Responding to Questions on Notice on Tuesday, NBN said that prior to commissioning a node, it looks to remove all pair-gain systems, as they cannot carry VDSL signals.

"All pair-gain systems within the fibre-to-the-node footprint are removed prior to commissioning the nodes and taking asset ownership of the copper network," the company said. "Following the commissioning of a node and retail service providers taking up NBN broadband services, further remediation is determined as required on an individual service basis."

The company said it had removed 160 small pair-gain systems, and had found 12 interfering special services, 10 of which were migrated, with one pending and one irresolvable case.

"Yes, one of the options is retrofitting copper," NBN said. "When pair-gain systems are replaced, services are usually transferred to circuits in the copper cables. This at times means installing lengths of copper cable."

"To date, NBN has retrofitted cable for one Interfering Special Services line."

By June this year, NBN expects to have one in four premises able to order a service on the network, and by June 2018, it is targeting that number to increase to three in four premises. Morrow said that half the nation's homes and business are either in design, under construction, or ready for business.

Contradicting predictions made by then-Shadow Communications Minister cum Prime Minister Malcolm Turnbull in 2011 that 4.5Mbps was fine for streaming video services, Morrow said NBN has seen download data increase due to video.

"Typically we find the residential family environment is a multi-device house ... and they could be streaming to their individual devices, and it may be three, it may be four," he said."We find that after-school period is when we see this spike -- naturally, the children come home and jump onto Netflix to see whatever their program is, or maybe they are jumping onto YouTube."

In response to Questions on Notice, NBN said brownfields users downloaded an average of 93GB per month as of June 2015, compared with Australian Bureau of Statistics numbers, which pegged fixed broadband download volume data for the three months to June 2015 at 68.9GB each month.

However, the company is not seeing a similar jump in uploading data.

"We've not seen so much on the upside; originally, we thought there would be uploading of data content, but we are not really seeing that grow."

In its first-half results announced last week, NBN grew its revenue by 152.3 percent to AU$164 million, but with a net loss of AU$1.24 billion for the six-month period.

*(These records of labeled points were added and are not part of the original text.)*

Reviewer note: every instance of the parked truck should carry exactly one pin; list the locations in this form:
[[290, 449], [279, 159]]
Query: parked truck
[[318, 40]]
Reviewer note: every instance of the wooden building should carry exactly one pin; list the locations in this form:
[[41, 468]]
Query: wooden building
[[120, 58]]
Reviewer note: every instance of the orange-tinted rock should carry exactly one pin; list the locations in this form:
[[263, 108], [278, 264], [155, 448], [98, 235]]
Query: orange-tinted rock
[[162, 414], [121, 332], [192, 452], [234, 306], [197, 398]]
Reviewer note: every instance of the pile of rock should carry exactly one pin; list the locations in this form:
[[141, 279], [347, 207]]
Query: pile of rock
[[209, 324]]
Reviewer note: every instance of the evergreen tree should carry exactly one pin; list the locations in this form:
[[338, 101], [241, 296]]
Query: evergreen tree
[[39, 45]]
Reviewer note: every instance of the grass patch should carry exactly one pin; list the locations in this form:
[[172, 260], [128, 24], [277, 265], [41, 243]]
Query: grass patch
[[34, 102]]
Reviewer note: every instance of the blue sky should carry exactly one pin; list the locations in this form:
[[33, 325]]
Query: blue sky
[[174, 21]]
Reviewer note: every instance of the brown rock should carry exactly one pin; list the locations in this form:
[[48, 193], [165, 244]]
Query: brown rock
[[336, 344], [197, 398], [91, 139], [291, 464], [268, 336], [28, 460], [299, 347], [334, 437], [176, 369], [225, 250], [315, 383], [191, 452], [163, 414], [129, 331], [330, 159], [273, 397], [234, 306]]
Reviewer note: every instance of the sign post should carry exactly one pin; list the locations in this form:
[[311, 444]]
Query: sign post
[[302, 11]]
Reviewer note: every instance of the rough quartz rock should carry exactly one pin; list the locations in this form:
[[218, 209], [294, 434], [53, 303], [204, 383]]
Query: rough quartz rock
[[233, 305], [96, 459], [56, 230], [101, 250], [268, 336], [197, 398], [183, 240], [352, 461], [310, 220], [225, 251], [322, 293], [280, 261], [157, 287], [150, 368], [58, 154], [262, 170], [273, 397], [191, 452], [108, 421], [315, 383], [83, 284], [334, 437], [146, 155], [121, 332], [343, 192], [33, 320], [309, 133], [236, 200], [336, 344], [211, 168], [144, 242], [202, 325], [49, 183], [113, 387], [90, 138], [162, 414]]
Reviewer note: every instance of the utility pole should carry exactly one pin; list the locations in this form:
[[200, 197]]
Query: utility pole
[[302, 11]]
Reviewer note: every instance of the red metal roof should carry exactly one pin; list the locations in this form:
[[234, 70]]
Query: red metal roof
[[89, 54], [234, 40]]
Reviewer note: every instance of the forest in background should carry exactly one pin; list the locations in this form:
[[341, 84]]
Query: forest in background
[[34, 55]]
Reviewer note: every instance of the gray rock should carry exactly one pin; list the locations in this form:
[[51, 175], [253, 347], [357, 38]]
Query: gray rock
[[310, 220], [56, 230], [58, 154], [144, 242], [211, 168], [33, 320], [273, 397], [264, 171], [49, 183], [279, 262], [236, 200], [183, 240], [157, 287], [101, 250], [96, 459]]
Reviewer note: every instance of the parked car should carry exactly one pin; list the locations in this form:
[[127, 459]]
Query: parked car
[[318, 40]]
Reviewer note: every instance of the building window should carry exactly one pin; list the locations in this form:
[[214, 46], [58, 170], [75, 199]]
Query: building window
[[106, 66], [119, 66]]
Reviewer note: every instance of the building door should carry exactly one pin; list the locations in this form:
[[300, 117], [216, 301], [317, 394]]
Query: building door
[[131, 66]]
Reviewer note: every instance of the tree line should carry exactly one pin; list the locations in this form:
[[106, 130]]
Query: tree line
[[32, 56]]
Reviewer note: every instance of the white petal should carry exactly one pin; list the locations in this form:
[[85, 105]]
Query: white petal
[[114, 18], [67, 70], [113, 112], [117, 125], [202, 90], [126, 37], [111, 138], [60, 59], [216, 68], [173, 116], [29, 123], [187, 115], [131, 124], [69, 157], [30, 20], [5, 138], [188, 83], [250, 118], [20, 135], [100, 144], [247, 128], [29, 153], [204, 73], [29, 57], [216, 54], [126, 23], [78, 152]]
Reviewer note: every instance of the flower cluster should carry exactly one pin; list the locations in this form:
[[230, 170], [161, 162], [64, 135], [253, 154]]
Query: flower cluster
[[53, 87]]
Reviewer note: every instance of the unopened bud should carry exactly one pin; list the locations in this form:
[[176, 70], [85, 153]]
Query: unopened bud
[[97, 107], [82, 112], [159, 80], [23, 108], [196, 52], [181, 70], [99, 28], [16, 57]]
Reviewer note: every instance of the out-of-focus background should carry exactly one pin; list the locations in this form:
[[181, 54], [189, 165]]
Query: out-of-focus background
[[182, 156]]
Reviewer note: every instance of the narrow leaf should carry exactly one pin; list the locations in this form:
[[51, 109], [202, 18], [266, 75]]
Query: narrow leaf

The results revealed that customers are increasingly choosing 25/5Mbps connections. For the fixed-line network, 33 percent have 12/1Mbps, down 5 percent; 45 percent use 25/5Mbps, up 7 percent; 25/10Mbps is installed on a steady 1 percent of premises; 50/20Mbps has 5 percent, up 1 percent; and 100/40Mbps is chosen by 16 percent of premises, down 3 percent.

Above 100/40Mbps speeds, NBN CFO Stephen Rue told Estimates that there are 28 250/100Mbps connections, three customers on 500/200Mbps, and 23 premises on 1,000/400Mbps fibre.

Although NBN has refused to break down its FttN, FttB, FttP, and FttDP numbers within the specified 5.6 million premises to be connected via one of these technologies, Morrow praised FttDP in his opening remarks.

"Trials with FttDP are showing that it will be an important upgrade path in the future," he said.